Von nun an gehen wir meist allein, zuerst am Stahlseil durch eine Schlucht, dann gehen wir auf einem Balkonweg über Blumenwiesen hinauf zur Büllelejochhütte, die für Daniel ein zweites Zuhause ist. Seine Eltern haben die Hütte in den Dolomiten seit mehr als 40 Jahren gepachtet, er hat hier die Sommer seiner Jugend verbracht – was gewisse Privilegien mit sich bringt: Als Dessert stellt uns seine Mutter den augezeichneten Kaiserschmarrn auf den Tisch, den wir gar nicht bestellt haben. Das wahre Zuckerl ist aber der Blick vom Felskamm direkt über der Hütte: auf den Fächer des Elferkogel und den wuchtigen Turm des Zwölferkofel, Berge wie von einem größenwahnsinnigen Architekten entworfen. »So haben Bepi und ich den Verlauf des Wegs geplant, mit Karte und Kugelschreiber«, erzählt Daniel abends auf der Hütte. "Bepi" heißt eigentlich Guiseppe Monti, aber so nennt den Wirt der nahen Carduccihütte wohl nur das Finanzamt. »In manchen Jahren hat Bepi fast nichts verdient«, erzählt Daniel. Denn der von Muren beschädigte und steinschlaggefährdete Weg um den Zwölferkofel war seit 20 Jahren gesperrt – und die Carduccihütte vom Herz der Dolomiten abgeschnitten. Bepi setzte sich dafür ein, den Weg durch einen Klettersteig zu erneuern. Und spann daraus die Idee eines neuen Friedenswegs. Severino Casara heißt der neue Steig um den Zwölferkofel. Im Herbst 2018 wurde der letzte fehlende Abschnitt hinter der Scharte Forcella de l‘Agnel mit Stahlseilen gesichert. Zuvor ging es hier kühner zu: Man musste entlang eines Seils, das Bepi gespannt hatte, eine steinschlaggefährdete Rinne queren und sich über eine kleine Klippe rückwärts abseilen. Nun beginnt der Klettersteig gleich unterhalb der roten Biwakschachtel Bivacco de Toni und ist deutlich sicherer – aber immer noch anstrengend.

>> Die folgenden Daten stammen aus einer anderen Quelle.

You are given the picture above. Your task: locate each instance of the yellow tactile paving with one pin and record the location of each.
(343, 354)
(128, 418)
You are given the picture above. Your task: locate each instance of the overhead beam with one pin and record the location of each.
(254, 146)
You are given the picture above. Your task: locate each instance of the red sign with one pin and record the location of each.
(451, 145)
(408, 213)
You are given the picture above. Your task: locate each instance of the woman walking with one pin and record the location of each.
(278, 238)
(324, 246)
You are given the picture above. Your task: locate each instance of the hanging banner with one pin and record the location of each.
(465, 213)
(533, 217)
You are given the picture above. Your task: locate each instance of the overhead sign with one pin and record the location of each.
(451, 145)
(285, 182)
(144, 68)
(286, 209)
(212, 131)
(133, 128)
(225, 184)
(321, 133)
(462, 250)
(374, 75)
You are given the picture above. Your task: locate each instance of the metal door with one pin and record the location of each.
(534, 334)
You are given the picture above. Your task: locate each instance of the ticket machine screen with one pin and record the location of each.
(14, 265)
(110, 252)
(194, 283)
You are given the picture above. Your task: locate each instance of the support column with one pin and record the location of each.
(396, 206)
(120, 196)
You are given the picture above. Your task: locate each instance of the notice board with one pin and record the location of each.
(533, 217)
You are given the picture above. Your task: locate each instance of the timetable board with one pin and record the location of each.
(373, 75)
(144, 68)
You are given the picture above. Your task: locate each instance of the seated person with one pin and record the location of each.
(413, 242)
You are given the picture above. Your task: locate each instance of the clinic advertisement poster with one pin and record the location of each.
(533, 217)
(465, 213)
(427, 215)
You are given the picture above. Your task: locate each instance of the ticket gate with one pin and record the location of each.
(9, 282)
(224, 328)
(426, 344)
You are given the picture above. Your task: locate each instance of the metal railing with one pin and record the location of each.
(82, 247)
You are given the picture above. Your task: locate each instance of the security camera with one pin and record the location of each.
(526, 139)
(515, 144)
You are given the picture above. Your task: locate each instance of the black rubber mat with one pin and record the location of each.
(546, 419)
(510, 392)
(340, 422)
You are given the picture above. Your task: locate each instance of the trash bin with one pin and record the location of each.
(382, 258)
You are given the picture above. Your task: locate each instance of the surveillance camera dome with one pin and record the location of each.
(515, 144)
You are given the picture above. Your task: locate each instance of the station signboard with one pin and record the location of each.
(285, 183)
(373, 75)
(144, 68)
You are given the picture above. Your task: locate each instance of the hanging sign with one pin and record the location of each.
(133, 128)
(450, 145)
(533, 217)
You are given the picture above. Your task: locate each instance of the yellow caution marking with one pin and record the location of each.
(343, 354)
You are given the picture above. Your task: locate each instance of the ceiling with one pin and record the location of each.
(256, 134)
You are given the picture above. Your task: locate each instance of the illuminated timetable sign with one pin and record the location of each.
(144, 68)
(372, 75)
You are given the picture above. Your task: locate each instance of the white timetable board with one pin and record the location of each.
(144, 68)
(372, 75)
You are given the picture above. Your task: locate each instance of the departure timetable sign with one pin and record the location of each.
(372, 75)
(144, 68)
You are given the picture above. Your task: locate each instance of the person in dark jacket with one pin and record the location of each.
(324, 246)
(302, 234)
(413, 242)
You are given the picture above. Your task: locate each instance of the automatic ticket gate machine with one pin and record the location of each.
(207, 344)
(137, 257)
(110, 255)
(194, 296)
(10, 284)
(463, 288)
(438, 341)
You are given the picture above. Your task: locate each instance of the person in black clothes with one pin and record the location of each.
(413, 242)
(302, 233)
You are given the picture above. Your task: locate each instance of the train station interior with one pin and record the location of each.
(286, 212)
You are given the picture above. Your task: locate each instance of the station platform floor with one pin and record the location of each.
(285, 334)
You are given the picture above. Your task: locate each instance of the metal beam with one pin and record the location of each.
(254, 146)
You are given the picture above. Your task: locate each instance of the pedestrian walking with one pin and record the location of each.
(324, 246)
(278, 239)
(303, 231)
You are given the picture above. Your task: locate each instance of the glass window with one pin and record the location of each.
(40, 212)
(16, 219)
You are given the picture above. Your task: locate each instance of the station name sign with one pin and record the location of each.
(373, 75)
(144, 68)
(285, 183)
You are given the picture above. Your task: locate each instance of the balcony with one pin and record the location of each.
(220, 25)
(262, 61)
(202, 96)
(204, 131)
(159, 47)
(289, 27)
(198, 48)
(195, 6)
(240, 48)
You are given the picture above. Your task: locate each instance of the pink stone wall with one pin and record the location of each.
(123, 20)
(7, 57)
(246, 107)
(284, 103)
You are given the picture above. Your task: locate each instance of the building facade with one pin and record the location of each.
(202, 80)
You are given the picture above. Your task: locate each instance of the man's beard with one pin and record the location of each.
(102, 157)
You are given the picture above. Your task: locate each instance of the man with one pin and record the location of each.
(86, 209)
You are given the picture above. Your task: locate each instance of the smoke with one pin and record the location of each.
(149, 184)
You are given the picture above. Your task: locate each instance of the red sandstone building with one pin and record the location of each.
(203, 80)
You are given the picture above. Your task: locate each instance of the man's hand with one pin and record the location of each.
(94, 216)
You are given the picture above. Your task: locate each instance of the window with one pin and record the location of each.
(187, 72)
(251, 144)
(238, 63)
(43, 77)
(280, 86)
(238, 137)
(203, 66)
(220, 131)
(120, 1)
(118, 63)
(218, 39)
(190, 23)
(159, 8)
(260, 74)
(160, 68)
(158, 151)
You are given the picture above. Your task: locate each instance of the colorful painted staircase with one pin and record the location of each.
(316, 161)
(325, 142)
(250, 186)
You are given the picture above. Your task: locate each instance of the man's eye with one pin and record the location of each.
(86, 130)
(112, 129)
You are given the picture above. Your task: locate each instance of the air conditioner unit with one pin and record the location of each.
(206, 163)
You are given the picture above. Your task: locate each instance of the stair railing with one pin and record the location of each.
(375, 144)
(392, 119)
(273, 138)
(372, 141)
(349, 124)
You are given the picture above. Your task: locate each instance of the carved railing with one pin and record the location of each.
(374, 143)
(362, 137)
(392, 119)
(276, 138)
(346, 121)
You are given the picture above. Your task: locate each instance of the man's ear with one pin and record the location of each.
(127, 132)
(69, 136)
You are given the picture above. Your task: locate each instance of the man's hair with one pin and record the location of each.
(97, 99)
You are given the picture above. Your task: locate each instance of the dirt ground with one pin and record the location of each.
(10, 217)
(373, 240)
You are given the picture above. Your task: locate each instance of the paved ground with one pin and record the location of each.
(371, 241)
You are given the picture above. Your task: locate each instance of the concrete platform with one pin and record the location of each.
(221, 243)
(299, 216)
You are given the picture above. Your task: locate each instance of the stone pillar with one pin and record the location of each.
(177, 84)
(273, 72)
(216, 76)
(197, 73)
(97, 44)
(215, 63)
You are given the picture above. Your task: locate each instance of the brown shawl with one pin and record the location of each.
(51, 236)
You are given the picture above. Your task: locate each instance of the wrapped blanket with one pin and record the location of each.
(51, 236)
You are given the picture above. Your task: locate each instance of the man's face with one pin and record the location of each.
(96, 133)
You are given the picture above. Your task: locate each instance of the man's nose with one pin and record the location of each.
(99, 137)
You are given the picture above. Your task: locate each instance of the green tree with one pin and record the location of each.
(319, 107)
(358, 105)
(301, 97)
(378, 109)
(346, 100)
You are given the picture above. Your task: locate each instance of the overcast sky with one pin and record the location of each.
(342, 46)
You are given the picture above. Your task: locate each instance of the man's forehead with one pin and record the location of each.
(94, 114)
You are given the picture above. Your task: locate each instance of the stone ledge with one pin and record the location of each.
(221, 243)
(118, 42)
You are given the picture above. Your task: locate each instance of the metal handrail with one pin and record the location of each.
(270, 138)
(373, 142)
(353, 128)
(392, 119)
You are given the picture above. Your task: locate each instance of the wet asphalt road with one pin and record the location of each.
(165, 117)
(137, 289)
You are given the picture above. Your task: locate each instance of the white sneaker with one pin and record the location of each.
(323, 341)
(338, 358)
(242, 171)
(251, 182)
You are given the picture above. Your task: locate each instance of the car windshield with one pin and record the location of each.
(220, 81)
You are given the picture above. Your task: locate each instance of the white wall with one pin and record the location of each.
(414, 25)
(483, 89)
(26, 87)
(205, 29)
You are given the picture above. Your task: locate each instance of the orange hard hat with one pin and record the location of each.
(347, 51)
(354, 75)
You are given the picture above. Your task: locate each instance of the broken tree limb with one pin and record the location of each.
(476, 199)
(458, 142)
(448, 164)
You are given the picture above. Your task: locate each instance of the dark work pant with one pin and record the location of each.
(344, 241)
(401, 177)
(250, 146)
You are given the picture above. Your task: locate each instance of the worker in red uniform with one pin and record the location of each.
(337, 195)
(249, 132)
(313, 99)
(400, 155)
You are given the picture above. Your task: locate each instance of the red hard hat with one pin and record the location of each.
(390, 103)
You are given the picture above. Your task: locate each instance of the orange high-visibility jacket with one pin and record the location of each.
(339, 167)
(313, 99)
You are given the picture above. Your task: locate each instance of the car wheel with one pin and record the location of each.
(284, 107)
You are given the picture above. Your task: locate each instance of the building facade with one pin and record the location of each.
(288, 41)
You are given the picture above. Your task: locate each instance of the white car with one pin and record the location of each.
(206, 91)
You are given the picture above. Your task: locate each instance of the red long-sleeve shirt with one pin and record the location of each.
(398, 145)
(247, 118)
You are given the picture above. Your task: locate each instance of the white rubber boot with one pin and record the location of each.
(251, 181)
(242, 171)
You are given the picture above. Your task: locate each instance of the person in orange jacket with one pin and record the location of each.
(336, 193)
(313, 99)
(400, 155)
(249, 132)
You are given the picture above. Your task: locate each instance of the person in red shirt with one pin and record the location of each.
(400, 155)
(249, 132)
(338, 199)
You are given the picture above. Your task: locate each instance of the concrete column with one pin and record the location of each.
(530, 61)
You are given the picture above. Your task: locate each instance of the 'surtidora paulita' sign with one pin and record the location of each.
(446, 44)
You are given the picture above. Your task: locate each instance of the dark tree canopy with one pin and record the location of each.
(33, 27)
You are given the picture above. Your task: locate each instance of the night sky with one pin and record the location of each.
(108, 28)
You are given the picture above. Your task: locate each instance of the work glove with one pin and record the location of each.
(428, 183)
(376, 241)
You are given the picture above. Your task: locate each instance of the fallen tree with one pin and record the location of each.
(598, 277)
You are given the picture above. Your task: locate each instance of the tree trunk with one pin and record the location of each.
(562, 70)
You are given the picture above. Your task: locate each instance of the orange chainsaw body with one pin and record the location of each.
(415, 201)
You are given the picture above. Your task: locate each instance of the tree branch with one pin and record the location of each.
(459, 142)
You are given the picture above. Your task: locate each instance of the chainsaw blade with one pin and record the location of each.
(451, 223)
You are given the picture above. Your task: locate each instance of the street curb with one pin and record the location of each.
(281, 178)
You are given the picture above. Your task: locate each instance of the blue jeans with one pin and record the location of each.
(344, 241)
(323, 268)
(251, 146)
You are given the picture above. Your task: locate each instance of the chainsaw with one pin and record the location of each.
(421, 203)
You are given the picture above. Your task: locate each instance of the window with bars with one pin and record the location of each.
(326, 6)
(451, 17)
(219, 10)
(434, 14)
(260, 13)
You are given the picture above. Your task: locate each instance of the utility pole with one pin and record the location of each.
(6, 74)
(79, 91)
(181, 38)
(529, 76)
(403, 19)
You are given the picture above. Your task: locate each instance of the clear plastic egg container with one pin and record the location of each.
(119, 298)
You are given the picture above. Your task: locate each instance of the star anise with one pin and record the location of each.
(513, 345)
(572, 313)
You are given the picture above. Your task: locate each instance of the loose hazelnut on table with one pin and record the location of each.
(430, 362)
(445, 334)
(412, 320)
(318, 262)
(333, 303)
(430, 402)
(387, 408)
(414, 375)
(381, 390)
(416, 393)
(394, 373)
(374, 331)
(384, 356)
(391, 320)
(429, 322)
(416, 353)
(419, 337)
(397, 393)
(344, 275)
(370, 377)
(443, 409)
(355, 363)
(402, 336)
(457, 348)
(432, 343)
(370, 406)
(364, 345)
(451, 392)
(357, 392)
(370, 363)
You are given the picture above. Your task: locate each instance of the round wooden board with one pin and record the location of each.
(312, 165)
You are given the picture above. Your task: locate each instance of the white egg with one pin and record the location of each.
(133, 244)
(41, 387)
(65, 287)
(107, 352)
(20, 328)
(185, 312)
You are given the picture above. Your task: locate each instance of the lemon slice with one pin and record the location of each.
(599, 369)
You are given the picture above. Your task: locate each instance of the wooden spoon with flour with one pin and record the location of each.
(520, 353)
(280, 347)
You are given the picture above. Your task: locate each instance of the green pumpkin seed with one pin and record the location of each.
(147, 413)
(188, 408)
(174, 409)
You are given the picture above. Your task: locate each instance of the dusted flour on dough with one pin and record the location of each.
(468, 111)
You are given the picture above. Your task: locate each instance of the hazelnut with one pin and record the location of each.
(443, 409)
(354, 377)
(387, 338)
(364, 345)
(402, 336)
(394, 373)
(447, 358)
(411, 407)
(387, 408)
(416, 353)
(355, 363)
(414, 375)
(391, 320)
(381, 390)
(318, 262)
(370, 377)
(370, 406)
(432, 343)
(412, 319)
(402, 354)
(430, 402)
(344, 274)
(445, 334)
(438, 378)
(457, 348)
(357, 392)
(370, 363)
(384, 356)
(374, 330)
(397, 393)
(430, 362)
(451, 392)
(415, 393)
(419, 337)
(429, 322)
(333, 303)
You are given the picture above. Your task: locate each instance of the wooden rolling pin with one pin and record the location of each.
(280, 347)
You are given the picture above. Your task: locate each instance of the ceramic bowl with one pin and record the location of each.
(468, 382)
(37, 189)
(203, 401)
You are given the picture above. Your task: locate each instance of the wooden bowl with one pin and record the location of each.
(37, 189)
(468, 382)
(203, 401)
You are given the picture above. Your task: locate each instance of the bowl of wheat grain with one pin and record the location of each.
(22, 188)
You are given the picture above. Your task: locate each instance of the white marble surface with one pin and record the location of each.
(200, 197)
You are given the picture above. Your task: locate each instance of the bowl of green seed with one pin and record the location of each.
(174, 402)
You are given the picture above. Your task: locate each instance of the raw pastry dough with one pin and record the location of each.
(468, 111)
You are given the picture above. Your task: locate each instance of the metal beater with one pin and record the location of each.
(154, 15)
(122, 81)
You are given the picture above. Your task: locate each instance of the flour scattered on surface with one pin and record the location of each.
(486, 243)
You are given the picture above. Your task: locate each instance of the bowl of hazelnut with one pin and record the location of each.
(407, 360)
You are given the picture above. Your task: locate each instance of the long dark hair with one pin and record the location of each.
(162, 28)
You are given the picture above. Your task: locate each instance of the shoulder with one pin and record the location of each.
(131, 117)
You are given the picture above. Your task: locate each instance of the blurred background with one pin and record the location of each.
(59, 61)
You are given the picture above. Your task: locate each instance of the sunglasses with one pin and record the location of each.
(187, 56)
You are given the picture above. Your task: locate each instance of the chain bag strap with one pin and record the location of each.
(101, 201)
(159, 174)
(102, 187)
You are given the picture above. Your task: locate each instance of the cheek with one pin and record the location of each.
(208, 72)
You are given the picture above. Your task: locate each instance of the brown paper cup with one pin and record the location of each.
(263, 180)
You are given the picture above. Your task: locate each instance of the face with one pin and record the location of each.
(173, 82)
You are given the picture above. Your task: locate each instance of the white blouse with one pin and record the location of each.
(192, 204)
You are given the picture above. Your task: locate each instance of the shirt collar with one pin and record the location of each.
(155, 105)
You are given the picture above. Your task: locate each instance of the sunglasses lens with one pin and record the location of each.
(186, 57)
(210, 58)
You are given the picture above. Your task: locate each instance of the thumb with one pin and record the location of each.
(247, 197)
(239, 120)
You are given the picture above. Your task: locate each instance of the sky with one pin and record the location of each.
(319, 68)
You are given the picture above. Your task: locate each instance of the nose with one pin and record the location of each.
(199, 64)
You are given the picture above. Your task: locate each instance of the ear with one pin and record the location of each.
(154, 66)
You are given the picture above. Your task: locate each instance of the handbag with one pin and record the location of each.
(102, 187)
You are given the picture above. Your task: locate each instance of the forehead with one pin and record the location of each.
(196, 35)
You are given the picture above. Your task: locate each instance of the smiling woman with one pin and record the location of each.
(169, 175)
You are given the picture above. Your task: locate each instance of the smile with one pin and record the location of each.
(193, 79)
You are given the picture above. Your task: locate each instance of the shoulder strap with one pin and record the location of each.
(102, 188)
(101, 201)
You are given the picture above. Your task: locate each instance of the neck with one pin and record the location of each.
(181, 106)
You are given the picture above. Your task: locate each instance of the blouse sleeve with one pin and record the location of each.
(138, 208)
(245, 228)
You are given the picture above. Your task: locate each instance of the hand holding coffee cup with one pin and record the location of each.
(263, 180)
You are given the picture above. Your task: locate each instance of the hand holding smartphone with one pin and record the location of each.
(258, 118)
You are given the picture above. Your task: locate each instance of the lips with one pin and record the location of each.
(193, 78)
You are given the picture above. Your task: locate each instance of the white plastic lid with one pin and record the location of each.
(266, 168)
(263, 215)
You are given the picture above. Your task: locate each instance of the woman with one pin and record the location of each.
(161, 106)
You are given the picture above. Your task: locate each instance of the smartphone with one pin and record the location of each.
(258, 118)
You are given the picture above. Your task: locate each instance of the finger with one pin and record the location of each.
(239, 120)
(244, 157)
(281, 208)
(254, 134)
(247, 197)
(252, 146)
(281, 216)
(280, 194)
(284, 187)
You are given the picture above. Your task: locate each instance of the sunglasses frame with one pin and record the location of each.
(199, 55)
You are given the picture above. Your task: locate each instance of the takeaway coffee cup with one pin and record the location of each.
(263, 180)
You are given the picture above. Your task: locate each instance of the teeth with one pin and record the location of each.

Erschöpft kommen wir auf der Carduccihütte an, in einem Amphitheater aus grauorange getigerten Felswänden und Türmen. Vor der Hütte picken Hühner zwischen den Blumen, am Mast flattern die Fahnen Italiens, der EU und Tibets. Und die Regenbogenfahne mit der Aufschrift Peace, Frieden. »Wir brauchen keine neuen Grenzen, keinen neuen Nationalismus«, sagt Bepi, der gerade mit Freunden an einem langen Tisch beim Mittagessen sitzt. Mit seinen Falten und dem grauen Vollbart könnte er einen weisen Fischer mimen – bis er eine rote Brille mit hellgrünen Bügeln aufsetzt. Abends legt er das Video von seinem 65. Geburtstag ein, 2013 war das. Wir sehen eine Pink-Floyd-Coverband per Helikopter auf der Hütte einschweben und aufgeblasene Schweine fliegen, nach dem Vorbild der echten Pink Floyd, als sie mit dem Album »Animals« auf Tour gingen. Und wir sehen einen Bepi, der wie ein Rumpelstilzchen herumspringt. Zwölf Jahre ist der frühere Radiologe Wirt der Carduccihütte, seit es die »Dolomiten ohne Grenzen« gibt, lohnt sie sich endlich. »Das Interesse ist explodiert, jeden Tag kommen jetzt Wanderer auf dem Höhenweg hier herauf«, sagt Bepi. Dabei half auch die EU. Aus dem Interreg-Fonds flossen 200 000 Euro für den Höhenweg, 70 Prozent davon in die Instandhaltung der Klettersteige. Nicht zuletzt deshalb dehnten Daniel und Bepi ihn auf Osttirol aus: Damit die EU ihn als grenzüberschreitendes Projekt fördert. »Um die ganze Runde zu gehen, muss man schon fit sein«, sagt Daniel. »Weniger klettertechnisch, aber dafür konditionell.« Was er damit meint, sehe ich am nächsten Tag. Um zum Kreuzpass zu kommen, kraxeln wir gleich zwei Klettersteige hintereinander. Gehzeit: mindestens neun Stunden.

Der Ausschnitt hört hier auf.